Le procès pour "préparation d'acte de terrorisme" d'un homme qui avait tenté d'attaquer des policiers avec un sabre devant le palais de Buckingham et désignait la reine comme "ennemi d'Allah" en août 2017 s'est ouvert lundi à Londres. 

Dans la soirée du 25 août, Mohiussunnath Chowdhury, alors âgé de 26 ans, avait fait une embardée et dirigé son véhicule vers une voiture de police qui arrivait en sens inverse, a proximité immédiate du palais de Buckingham, résidence de la reine Elizabeth II.

Alors que deux policiers, non armés, s'approchaient de lui pour un contrôle, il avait tenté de saisir un sabre d'un mètre de long. "Il y eut alors une courte et intense empoignade au cours de laquelle les policiers ont tenté de récupérer le sabre", a détaillé à l'audience le procureur, Tim Cray. Mohiussunnath Chowdhury "criait +Allah Akbar+ continuellement, et les policiers ont alors cru, de manière compréhensible, qu'ils avaient affaire à un incident terroriste".  Les agents l'avaient finalement neutralisé avec un gaz incapacitant. Ils avaient été légèrement blessés. 

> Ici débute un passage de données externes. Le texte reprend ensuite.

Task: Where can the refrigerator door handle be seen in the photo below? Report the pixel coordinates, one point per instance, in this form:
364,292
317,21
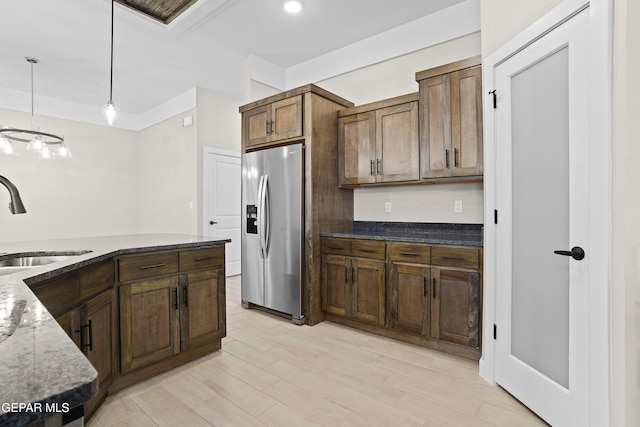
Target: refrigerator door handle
266,224
260,215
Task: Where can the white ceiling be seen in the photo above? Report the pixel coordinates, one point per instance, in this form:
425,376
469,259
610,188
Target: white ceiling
205,47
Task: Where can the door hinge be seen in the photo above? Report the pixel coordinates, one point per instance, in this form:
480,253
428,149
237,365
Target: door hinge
495,98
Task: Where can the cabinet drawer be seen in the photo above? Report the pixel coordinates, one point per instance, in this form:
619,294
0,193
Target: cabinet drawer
143,266
336,246
410,252
368,249
201,258
456,257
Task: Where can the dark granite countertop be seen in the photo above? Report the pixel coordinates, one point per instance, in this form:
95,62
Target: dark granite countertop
39,364
415,232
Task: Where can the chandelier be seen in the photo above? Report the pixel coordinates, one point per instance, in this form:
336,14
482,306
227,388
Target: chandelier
48,145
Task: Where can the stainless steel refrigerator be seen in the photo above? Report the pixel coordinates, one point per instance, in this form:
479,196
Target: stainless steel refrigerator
272,229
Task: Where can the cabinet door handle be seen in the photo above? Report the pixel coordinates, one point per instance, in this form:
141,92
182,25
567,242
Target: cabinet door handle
453,258
90,326
146,267
409,254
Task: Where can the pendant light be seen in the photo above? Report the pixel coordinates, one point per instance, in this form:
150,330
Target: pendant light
35,139
110,111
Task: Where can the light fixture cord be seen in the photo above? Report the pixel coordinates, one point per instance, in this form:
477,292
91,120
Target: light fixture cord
111,79
32,119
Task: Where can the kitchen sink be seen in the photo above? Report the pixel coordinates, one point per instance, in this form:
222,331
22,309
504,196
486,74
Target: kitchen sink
35,259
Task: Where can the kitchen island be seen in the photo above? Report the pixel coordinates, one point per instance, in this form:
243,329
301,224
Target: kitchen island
45,372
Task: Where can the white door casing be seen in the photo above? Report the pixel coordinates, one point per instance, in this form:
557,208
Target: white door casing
221,216
580,30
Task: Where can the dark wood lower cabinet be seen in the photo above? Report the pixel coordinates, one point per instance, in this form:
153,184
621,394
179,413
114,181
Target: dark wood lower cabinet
149,328
456,307
165,309
354,288
424,300
410,298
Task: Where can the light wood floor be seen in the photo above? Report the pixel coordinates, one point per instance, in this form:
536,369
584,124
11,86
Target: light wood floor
271,372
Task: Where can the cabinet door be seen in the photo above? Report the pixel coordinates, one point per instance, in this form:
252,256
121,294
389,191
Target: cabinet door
149,329
97,339
200,314
256,124
336,280
410,289
356,139
455,306
368,289
286,118
466,122
397,144
435,127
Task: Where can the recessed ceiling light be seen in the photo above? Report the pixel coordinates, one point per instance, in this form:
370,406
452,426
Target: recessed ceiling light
292,6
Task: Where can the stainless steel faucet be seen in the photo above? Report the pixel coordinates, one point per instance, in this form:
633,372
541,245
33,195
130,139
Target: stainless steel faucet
15,205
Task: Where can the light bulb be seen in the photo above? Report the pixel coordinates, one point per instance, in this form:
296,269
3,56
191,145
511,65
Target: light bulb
110,112
292,6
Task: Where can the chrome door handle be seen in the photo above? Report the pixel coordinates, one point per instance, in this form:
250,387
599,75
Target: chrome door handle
576,253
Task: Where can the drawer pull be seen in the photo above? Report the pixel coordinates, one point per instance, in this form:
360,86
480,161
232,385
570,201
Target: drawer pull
186,297
147,267
409,254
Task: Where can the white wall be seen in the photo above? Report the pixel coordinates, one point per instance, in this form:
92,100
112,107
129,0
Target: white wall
219,126
626,215
423,203
92,194
167,177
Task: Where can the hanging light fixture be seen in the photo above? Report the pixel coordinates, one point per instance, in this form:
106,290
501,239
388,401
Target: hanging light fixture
35,139
110,111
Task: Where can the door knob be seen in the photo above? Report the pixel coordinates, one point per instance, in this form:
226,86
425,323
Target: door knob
576,253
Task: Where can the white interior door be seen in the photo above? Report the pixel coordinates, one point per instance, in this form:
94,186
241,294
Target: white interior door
222,204
542,186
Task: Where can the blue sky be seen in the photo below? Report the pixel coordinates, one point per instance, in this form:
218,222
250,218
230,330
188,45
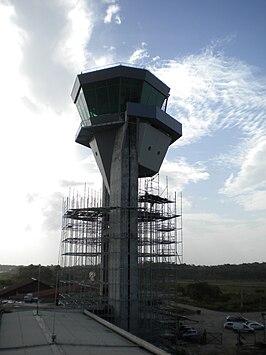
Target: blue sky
211,53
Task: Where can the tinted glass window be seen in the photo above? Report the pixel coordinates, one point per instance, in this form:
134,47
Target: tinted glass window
82,108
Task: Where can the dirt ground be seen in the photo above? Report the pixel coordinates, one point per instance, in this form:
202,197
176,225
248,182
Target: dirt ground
213,322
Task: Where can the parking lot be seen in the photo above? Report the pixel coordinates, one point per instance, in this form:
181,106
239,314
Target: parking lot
213,323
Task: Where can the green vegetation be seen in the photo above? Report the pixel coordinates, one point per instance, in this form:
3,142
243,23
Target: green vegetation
227,287
22,273
237,297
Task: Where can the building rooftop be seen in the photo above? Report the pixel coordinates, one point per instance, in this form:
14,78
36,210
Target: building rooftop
24,332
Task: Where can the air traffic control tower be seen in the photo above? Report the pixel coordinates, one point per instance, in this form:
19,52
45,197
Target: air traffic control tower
125,124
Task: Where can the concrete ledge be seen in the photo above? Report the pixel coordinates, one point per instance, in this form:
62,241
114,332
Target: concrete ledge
134,339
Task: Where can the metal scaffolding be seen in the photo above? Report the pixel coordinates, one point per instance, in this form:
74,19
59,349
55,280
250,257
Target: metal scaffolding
84,256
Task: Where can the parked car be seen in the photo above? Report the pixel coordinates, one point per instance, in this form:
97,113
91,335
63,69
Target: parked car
236,319
242,328
255,325
189,333
229,325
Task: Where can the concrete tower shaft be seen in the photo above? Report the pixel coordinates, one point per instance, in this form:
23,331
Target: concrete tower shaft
122,121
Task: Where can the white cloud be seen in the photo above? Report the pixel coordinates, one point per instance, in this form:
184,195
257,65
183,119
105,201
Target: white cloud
212,239
112,11
53,48
180,173
248,186
252,174
76,33
211,92
139,54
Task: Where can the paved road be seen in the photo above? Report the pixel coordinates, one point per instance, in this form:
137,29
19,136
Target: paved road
213,322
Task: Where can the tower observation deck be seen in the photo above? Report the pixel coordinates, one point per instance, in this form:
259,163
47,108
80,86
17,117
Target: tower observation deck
125,124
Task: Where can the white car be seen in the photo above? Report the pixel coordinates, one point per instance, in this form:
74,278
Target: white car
255,325
189,333
242,328
228,325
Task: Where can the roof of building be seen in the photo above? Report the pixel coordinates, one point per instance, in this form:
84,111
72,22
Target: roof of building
25,332
19,287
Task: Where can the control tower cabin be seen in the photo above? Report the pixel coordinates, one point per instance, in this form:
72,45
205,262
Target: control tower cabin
125,124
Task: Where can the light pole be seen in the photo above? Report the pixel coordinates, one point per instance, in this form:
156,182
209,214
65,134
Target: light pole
263,314
38,289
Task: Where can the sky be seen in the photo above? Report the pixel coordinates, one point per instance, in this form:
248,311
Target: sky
211,53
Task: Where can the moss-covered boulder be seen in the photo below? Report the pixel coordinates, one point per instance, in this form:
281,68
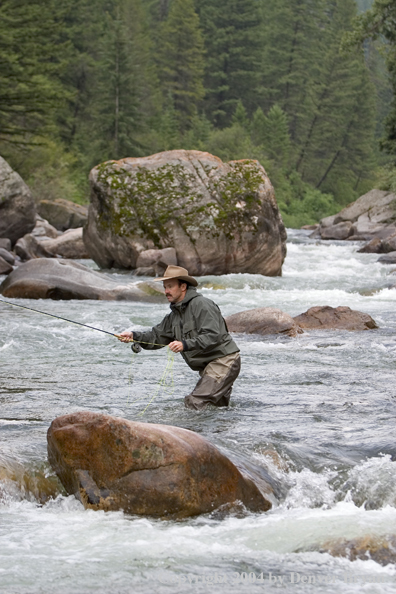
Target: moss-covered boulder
220,217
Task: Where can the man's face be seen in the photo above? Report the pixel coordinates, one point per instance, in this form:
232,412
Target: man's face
174,291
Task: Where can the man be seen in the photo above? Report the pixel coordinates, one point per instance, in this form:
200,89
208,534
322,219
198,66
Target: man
196,329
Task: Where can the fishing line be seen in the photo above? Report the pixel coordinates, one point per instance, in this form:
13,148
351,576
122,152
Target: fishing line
169,365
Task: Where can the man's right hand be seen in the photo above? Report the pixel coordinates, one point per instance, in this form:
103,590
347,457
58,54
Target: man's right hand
125,336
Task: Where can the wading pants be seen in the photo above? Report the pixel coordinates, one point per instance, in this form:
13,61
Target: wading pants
215,385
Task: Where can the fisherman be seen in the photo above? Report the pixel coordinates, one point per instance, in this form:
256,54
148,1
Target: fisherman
196,329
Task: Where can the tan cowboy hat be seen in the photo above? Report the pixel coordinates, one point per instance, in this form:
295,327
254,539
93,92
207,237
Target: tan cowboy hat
179,273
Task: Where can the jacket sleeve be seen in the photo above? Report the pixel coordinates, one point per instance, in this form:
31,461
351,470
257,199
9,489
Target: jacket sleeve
210,328
156,338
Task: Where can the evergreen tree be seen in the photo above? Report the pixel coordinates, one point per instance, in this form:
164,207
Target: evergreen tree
29,88
181,60
233,42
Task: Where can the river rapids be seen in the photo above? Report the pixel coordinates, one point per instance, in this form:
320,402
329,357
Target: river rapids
317,412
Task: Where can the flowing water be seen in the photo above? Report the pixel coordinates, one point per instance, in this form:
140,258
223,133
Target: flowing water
317,412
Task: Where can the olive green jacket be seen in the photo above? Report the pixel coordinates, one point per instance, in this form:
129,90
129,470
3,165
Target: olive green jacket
197,322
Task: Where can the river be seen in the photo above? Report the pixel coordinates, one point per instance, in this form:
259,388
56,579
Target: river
325,402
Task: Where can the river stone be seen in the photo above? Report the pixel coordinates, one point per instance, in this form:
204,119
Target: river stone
145,469
388,258
220,217
7,256
63,214
17,207
339,231
65,279
5,243
68,245
5,267
339,318
263,320
381,549
27,247
371,215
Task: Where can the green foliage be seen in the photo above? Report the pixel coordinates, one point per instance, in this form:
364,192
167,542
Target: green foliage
233,43
181,60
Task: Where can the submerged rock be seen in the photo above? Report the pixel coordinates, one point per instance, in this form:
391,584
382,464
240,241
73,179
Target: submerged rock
381,549
340,318
65,279
220,217
263,320
63,214
371,215
68,245
145,469
17,207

L'incident était survenu dans un contexte marqué par plusieurs attentats perpétrés en Europe dans les mois précédents, dont quatre avaient frappé le Royaume-Uni en moins de six mois. Mohiussunnath Chowdhury a réfuté toute préparation d'acte terroriste, expliquant qu'il voulait seulement être tué au cours de l'incident. 

Après son arrestation, une lettre adressée à sa soeur avait été retrouvée par les enquêteurs, dans laquelle il écrivait vouloir mourir en martyr, selon le procureur: "Dis à tout le monde que je les aime, et qu'ils doivent combattre les ennemis d'Allah. La reine et ses soldats finiront dans le feu de l'enfer. Ils font la guerre aux musulmans dans le monde et les tuent sans pitié. Ils sont les ennemis qu'Allah nous demande de combattre".

Originaire de Luton, au nord de Londres, Mohiussunnath Chowdhury travaillait en tant que chauffeur Uber. Il s'était radicalisé sur internet, selon le procureur. "Il maintenait son intérêt et son soutien (au groupe jihadiste) État islamique hors de la sphère familiale, c'était quelque chose qu'il faisait en ligne, de lui-même", a souligné Tim Cray.  

Le jour de l'attaque, il avait changé sa photo de profil sur la messagerie en ligne WhatsApp, pour la remplacer par un oiseau vert, un symbole parfois utilisé pour représenter l'âme des martyrs.